1. Apply the product rule to simplify the equation
2. Equate the arguments (the expressions inside the logarithms)
3. Solve for the variable using algebraic manipulations

For example, if we have the equation:

$\log_6 (x \cdot 3) = \log_6(x+1)$

We can solve it by following these steps:

1. Apply the product rule: $\log_6 (x \cdot 3) = \log_6 x + \log_6 3$
2. Equate the arguments: $x \cdot 3 = x+1$
3. Solve for x: $2x = 1$, $x = \frac{1}{2}$

Q: What is the base of a logarithm?

A: The base of a logarithm is the number that is used as the exponent in the exponential function.
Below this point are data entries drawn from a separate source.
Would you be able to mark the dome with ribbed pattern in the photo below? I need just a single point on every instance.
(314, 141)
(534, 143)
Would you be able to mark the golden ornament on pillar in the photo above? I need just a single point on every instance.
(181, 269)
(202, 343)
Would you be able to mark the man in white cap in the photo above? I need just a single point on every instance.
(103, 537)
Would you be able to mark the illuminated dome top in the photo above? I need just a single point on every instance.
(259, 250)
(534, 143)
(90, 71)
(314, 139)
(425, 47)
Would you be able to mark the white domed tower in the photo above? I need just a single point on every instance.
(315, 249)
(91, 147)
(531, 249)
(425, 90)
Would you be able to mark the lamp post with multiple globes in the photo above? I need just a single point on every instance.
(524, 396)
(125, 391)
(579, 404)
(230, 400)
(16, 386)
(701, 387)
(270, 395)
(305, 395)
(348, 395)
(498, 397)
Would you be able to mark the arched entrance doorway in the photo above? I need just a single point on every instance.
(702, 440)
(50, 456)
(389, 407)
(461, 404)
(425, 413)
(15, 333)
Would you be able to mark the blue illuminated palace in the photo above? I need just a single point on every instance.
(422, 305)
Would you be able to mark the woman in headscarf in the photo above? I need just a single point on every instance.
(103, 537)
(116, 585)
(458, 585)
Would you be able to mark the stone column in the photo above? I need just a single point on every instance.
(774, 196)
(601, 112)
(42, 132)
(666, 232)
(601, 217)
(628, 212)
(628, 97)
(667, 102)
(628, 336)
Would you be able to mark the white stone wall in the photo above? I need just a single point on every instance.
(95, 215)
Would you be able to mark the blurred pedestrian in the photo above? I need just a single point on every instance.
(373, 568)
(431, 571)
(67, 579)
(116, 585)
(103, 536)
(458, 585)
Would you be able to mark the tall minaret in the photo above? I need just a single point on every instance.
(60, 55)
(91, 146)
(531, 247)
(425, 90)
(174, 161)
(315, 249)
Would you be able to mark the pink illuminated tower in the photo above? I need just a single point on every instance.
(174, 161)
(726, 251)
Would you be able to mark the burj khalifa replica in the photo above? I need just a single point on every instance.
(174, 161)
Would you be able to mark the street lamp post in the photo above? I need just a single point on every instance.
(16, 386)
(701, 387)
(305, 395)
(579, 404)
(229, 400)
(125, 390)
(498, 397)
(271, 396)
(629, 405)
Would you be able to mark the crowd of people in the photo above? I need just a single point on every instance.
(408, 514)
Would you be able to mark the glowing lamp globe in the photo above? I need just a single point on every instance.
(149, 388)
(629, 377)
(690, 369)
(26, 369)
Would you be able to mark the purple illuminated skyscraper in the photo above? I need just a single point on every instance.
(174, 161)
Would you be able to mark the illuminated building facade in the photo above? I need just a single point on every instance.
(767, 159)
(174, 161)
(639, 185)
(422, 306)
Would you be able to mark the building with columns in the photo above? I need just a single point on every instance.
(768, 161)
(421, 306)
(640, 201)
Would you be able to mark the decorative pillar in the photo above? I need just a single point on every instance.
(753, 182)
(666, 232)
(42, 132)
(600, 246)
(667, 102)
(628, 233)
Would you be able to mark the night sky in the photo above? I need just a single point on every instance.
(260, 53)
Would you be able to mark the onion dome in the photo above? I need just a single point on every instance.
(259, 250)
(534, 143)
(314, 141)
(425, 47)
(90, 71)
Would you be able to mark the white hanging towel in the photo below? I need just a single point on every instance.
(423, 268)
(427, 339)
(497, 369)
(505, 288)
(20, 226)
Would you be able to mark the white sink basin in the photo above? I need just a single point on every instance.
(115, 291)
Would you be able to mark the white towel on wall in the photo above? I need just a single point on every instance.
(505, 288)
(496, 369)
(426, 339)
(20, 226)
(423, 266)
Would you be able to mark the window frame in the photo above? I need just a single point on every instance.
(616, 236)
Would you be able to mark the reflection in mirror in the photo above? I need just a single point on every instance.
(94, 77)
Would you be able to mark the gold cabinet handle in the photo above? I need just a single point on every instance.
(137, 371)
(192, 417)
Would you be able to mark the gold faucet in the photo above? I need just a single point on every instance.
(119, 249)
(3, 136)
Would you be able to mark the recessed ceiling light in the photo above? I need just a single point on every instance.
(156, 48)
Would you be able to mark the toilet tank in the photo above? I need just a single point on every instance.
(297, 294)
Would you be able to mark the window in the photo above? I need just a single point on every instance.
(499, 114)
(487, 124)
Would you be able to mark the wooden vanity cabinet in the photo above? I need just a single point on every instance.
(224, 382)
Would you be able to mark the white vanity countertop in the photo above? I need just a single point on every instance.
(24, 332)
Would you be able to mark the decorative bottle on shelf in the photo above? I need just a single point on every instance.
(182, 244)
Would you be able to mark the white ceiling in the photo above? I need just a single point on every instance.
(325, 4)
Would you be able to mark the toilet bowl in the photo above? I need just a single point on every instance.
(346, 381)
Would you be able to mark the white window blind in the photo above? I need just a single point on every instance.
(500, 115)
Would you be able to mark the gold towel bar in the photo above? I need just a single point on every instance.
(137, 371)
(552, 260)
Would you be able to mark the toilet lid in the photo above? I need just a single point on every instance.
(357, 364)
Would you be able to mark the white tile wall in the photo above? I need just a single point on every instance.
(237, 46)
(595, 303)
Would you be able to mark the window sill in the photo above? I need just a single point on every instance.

For example, in the equation:

$\log_6 x = 2$

The base is 6, because the exponential function is:

$6^x$

Q: Can I use a calculator to solve a logarithmic equation?

A: Yes, you can use a calculator to solve a logarithmic equation. However, it's always a good idea to check your work by plugging the solution back into the original equation to make sure it's true.

Q: What are some common mistakes to avoid when solving logarithmic equations?

A: Some common mistakes to avoid when solving logarithmic equations include:

• Not applying the product rule correctly
• Not equating the arguments correctly
• Not solving for the variable correctly
• Not checking the solution by plugging it back into the original equation

By avoiding these common mistakes, you can ensure that you're solving logarithmic equations correctly and accurately.